RY... how are things? Back from another vacation? hahah
Hi RY,
1. are you saying that current or perhaps 1 year forecast normalised earnings are a more useful measure to use as a basis for valuation than FCF?
2. Using the valuation approach described in this thread, with respect to your comment about forecast earnings growth, can't this be factored in somewhat into the required return used, ie. if very high earnings growth is expected you just use a lower required return?
3. And if the qualitative analysis ticks all the boxes then you would also just lean towards a lower required return to get a fair valuation?
4. And, not too sure exactly how to work out the equity risk premium, but once you have this figure you could use it as a starting point for your required return and then just make the above adjustments to it depending on forecast earnings growth and qualitative factors?
Hi RY, are you saying that current or perhaps 1 year forecast normalised earnings are a more useful measure to use as a basis for valuation than FCF?
That brings up an interesting question - what is the most accurate way to forecast future earnings, statistically? Broker forecasts, current earnings, historical averages, ROC, etc?
RY, you wouldn't happen to know by any chance?
I tend to look at EBITDA margin to get a very quick feel for what average earnings may be in the future, this is before I analyze it in any depth.
Ahhhhhh....and now we get to what actually makes the money.....
I'll offer a tidbit.

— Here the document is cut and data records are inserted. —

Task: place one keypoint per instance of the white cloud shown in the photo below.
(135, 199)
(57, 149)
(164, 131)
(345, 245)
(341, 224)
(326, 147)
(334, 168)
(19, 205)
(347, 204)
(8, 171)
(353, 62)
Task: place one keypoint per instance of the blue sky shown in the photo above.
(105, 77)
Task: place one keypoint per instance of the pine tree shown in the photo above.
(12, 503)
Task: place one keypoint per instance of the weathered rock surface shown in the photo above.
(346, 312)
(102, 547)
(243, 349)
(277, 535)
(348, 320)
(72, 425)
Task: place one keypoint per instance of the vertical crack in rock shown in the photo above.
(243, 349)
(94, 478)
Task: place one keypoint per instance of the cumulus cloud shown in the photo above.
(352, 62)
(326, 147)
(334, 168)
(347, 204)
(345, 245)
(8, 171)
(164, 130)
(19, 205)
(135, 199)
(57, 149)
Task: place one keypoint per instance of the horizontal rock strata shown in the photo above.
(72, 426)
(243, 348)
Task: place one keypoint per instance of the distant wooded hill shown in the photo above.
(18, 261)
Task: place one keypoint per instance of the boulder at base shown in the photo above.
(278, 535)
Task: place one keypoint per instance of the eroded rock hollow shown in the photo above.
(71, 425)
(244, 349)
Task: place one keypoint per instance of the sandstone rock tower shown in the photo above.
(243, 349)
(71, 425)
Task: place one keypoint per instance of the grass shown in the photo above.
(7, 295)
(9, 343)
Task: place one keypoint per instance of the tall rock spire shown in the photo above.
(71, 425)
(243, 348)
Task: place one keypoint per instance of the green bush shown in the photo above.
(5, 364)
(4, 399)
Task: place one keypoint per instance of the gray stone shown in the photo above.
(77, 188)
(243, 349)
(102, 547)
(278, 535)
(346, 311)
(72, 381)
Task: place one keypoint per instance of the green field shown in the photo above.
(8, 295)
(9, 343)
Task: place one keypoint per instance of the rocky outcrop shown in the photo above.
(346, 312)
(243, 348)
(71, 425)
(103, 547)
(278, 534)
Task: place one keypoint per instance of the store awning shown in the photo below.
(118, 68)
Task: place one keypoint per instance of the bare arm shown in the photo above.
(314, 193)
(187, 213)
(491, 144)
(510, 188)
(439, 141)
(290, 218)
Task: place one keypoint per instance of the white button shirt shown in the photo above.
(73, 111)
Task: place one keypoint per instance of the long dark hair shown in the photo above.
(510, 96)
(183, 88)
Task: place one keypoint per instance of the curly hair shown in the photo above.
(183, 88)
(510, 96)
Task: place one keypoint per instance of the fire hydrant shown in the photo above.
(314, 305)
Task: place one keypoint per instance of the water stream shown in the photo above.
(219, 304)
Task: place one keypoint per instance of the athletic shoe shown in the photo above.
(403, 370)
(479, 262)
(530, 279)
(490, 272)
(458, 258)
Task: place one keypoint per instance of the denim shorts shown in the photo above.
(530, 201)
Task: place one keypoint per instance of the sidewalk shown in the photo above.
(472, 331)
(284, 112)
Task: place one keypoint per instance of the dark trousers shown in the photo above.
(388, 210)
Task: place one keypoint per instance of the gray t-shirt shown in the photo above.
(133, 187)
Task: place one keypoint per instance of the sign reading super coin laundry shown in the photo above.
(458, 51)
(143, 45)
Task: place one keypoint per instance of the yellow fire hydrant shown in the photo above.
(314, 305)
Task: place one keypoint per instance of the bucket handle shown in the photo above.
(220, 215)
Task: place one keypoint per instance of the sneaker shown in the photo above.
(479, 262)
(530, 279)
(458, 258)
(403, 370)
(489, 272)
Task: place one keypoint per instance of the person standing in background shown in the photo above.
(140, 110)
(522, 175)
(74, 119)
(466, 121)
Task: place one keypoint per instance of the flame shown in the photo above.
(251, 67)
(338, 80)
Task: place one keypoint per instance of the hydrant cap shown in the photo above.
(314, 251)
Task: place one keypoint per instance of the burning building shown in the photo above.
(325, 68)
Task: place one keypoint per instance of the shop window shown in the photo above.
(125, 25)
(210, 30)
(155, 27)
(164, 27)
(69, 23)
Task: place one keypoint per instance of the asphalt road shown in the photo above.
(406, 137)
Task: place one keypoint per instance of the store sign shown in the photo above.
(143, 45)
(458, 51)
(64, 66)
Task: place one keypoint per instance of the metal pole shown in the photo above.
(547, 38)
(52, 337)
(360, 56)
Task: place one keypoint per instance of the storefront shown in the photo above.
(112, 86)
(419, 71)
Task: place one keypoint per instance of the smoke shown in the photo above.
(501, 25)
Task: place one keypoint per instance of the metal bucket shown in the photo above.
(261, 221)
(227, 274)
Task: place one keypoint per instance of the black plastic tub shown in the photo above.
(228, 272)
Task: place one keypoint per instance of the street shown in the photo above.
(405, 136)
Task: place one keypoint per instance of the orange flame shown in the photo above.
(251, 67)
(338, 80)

EBITDA margin is the strongest mean-reverting variable for most types of companies which are generating earnings.
For all this exchange, is valuation even necessary to get rich? Not really. But if you are going to do it, might as well do it right.

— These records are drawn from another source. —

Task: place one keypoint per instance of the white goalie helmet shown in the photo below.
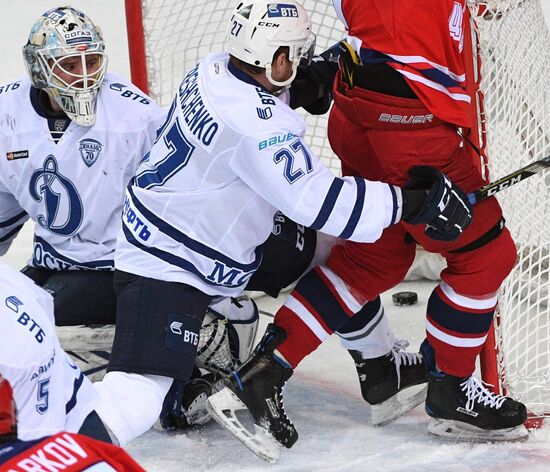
(259, 27)
(65, 56)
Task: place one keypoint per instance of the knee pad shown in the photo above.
(227, 335)
(130, 403)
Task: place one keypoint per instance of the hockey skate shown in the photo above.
(384, 379)
(464, 410)
(257, 388)
(185, 404)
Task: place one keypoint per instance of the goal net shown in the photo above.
(515, 50)
(168, 37)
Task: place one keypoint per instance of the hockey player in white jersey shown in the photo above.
(50, 391)
(74, 137)
(229, 155)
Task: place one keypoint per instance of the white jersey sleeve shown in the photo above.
(51, 393)
(74, 188)
(12, 218)
(204, 200)
(289, 176)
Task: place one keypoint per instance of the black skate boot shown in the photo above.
(257, 387)
(463, 409)
(382, 378)
(185, 404)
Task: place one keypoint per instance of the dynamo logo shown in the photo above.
(90, 149)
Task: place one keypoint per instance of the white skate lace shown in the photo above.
(477, 393)
(280, 404)
(402, 357)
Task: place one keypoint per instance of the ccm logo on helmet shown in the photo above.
(405, 119)
(277, 10)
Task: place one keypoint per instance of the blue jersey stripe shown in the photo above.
(313, 288)
(372, 57)
(10, 234)
(11, 221)
(357, 209)
(456, 320)
(394, 199)
(76, 387)
(328, 204)
(191, 243)
(177, 261)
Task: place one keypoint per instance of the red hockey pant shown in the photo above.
(379, 137)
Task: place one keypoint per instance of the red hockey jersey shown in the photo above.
(423, 40)
(68, 452)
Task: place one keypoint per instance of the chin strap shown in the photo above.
(285, 83)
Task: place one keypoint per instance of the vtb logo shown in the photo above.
(63, 206)
(446, 196)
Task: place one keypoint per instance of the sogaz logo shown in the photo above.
(90, 149)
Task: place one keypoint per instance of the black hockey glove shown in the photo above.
(312, 88)
(430, 197)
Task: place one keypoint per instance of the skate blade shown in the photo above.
(222, 407)
(396, 406)
(197, 413)
(464, 432)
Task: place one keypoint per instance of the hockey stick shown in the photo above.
(508, 180)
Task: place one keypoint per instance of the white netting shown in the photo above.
(515, 46)
(179, 34)
(516, 52)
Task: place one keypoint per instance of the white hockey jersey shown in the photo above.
(229, 155)
(51, 393)
(72, 189)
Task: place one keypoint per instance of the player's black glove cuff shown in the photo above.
(430, 198)
(312, 88)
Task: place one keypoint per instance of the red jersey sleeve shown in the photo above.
(423, 40)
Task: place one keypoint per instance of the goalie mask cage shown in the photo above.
(511, 41)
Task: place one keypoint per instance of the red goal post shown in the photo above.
(510, 79)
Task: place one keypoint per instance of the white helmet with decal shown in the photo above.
(60, 37)
(258, 28)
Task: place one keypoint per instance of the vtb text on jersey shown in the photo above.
(73, 189)
(229, 155)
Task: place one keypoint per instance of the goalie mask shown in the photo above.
(8, 420)
(258, 28)
(65, 56)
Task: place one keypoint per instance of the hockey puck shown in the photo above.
(404, 298)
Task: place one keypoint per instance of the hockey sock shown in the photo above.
(456, 327)
(319, 304)
(368, 331)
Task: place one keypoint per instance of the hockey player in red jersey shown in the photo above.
(62, 451)
(399, 100)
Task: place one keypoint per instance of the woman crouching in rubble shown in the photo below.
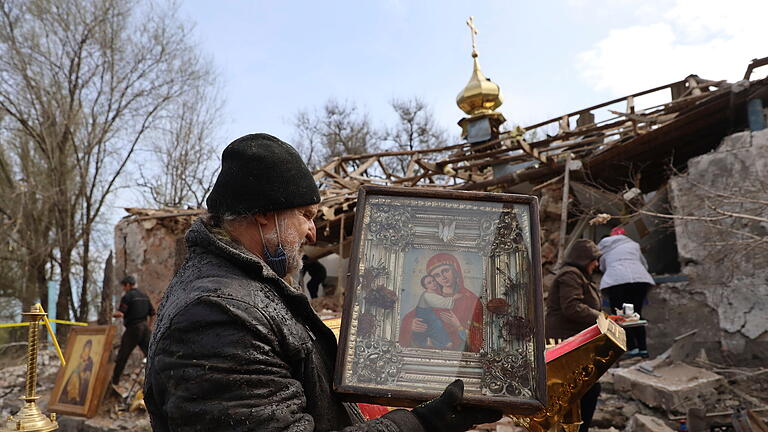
(625, 280)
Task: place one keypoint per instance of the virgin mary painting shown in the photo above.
(448, 316)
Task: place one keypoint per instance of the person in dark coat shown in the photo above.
(573, 305)
(236, 347)
(317, 275)
(135, 309)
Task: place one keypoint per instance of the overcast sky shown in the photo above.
(549, 57)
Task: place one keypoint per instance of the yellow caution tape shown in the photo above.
(14, 325)
(68, 322)
(48, 327)
(50, 320)
(53, 335)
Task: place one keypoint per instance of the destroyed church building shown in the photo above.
(682, 167)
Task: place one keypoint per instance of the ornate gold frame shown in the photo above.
(508, 372)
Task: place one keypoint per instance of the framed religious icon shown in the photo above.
(80, 385)
(444, 285)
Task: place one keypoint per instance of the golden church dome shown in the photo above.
(480, 95)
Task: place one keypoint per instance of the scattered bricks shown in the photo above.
(70, 424)
(675, 386)
(642, 423)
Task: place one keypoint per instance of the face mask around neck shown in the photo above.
(277, 261)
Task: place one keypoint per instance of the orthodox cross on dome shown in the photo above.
(473, 32)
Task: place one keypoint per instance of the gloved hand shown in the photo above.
(444, 414)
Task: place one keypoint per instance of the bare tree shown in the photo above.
(183, 160)
(338, 129)
(25, 222)
(84, 83)
(415, 129)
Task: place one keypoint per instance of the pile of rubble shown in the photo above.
(637, 396)
(113, 415)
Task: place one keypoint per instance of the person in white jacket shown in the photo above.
(625, 280)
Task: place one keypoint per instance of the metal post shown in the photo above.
(564, 210)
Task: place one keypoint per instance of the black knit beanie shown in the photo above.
(260, 174)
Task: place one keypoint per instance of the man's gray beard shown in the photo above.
(291, 247)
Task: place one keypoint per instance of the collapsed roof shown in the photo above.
(619, 144)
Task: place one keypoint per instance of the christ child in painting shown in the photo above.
(436, 335)
(76, 387)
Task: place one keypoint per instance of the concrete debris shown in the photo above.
(677, 385)
(643, 423)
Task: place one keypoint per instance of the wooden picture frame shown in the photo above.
(444, 285)
(80, 385)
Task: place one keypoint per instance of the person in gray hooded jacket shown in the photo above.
(625, 280)
(236, 348)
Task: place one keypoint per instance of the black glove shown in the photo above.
(444, 414)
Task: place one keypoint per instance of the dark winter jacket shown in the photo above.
(573, 301)
(237, 349)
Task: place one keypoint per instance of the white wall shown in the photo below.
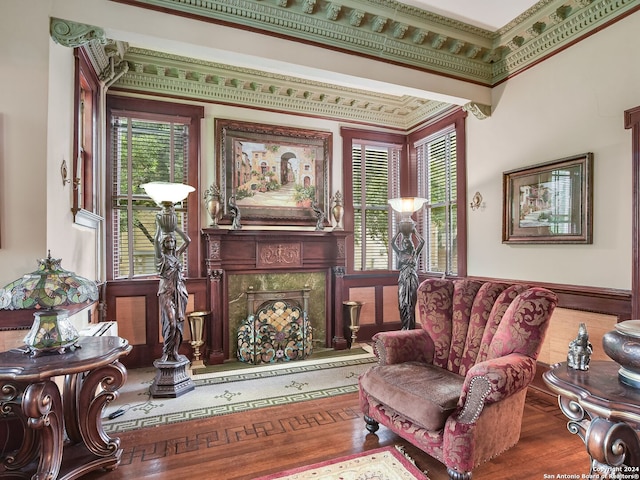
(570, 104)
(24, 56)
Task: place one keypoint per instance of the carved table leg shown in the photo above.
(613, 444)
(91, 404)
(42, 406)
(11, 406)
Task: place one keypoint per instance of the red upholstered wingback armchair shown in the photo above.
(455, 386)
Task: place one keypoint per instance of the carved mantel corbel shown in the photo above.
(106, 55)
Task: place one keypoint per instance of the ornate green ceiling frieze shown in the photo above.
(156, 72)
(391, 31)
(383, 29)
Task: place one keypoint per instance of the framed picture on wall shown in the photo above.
(276, 175)
(549, 202)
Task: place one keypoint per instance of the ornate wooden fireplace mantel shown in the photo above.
(247, 252)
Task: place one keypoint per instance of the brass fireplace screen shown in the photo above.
(278, 330)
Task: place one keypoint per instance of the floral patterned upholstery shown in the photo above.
(455, 386)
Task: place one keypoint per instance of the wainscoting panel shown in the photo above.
(564, 328)
(130, 311)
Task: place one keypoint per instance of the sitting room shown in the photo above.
(384, 246)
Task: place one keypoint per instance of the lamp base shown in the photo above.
(51, 332)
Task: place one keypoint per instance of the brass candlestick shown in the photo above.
(196, 327)
(353, 313)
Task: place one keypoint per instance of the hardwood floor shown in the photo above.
(247, 445)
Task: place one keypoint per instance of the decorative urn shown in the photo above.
(622, 345)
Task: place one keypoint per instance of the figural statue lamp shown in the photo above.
(408, 253)
(48, 289)
(171, 379)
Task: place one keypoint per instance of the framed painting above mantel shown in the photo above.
(549, 202)
(276, 175)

Remember also, a PE-based valuation is a DCF valuation in shorthand. If you think a PE valuation is assumption lite, it's not. It's just that those assumptions are hidden.
Also, valuation is not an equally strong concept across the stock universe. Some companies are more readily valued that others. That has implications with respect to how you assess the investment merits of each situation.

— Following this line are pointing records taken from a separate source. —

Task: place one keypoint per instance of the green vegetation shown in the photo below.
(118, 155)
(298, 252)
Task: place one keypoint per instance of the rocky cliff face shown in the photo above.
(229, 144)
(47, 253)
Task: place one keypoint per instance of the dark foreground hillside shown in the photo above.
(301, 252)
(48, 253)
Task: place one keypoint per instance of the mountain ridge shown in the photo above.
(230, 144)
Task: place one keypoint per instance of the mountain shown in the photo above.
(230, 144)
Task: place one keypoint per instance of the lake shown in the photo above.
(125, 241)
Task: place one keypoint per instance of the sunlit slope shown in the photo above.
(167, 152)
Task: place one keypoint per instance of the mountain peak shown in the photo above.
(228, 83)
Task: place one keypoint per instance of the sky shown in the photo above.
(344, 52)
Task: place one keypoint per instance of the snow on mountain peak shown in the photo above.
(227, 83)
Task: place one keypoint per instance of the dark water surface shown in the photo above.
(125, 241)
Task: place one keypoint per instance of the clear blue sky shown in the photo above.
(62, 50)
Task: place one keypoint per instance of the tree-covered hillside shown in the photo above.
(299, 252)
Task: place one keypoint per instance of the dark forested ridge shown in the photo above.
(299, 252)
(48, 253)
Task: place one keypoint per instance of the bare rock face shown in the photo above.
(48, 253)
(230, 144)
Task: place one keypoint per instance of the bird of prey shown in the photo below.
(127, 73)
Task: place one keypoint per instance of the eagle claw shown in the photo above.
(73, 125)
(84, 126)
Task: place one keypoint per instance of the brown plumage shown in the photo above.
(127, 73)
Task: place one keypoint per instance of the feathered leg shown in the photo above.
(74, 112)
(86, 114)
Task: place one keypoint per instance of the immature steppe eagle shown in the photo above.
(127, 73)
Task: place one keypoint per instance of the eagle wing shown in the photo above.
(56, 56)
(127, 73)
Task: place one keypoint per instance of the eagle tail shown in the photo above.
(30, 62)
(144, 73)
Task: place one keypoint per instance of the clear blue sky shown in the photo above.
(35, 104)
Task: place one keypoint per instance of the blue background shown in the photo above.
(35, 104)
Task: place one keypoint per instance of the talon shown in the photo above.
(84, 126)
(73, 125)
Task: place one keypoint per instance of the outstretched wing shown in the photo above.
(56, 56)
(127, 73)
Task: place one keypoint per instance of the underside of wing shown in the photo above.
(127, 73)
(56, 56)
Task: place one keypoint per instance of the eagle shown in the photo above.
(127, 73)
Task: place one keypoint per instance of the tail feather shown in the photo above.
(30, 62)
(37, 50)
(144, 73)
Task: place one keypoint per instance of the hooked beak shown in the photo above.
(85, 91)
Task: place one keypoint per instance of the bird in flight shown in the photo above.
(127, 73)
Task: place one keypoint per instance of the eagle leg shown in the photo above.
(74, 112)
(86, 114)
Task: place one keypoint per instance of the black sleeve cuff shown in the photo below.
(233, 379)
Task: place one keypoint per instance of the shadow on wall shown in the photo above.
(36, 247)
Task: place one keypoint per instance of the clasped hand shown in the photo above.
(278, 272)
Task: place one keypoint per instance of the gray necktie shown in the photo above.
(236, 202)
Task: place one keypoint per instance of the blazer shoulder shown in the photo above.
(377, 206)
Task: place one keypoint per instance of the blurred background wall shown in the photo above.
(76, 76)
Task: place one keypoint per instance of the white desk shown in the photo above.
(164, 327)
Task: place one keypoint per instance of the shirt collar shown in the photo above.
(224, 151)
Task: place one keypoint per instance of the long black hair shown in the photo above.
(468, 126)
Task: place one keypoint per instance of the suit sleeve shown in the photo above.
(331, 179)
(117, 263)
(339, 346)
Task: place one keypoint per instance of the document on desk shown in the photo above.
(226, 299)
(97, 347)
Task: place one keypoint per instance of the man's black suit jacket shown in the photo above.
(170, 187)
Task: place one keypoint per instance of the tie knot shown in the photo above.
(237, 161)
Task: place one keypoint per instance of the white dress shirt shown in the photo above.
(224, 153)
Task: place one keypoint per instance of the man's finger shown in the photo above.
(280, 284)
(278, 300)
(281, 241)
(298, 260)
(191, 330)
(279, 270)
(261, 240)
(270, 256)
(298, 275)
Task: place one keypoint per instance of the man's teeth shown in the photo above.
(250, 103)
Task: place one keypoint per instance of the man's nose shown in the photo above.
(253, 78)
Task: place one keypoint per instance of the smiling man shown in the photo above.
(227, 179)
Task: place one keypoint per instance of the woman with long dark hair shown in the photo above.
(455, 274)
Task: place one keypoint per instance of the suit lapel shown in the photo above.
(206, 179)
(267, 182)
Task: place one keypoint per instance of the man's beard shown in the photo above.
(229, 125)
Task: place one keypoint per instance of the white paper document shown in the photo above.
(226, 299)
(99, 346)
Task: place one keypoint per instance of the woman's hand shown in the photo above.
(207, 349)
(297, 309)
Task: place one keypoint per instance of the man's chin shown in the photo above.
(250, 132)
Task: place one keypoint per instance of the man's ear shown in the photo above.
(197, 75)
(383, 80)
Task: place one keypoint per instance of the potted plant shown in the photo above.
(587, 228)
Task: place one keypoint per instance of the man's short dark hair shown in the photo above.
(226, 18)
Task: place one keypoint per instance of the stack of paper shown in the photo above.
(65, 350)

That's it. Seriously. But with some clarification.
Video below of Alice Schroeder - his official biographer...
luutzu,
I saw the video and it was interesting to read how Buffet looks at historical earnings and then simply applies his 15% required return,
Ahhhhhh....and now we get to what actually makes the money.....
I'll offer a tidbit. EBITDA margin is the strongest mean-reverting variable for most types of companies which are generating earnings.
For all this exchange, is valuation even necessary to get rich? Not really. But if you are going to do it, might as well do it right.
Hi RY,
Thanks again for your knowledge, very appreciated.
A follow up question on EBITDA margin - have these results been done over all stocks, or just larger, liquid ones?
My suspicion is that smaller companies will still exhibit this trend, but not to an extent of larger ones. Am I warm?
This has been done over all stocks but is more effective for a sub-set. Liquidity is not the issue, in particular. It is the character of the company. They can be large or small.
Your statements are correct on a grand sweep basis. But you can do better than that....
See you in Barbados. Have a nice day.
yes, but this is only in companies that he has a very good understanding on the qualitative side of things, his adage of buying only companies he can understand, that have competitive advantages and good management comes first, only then will he put a price on it
As a matter of fact, yes. And it involved beaches, cliff top houses with stunning views and a bloody big catamaran. Makes a nice break from heli-skiing. How about you?
luutzu,
I saw the video and it was interesting to read how Buffet looks at historical earnings and then simply applies his 15% required return, and does not do forecasts, with this being negated by buying with a margin of safety.
With earnings, or normalised earnings, are you using NPAT for this?
What about "owner's earnings" as described by Buffett?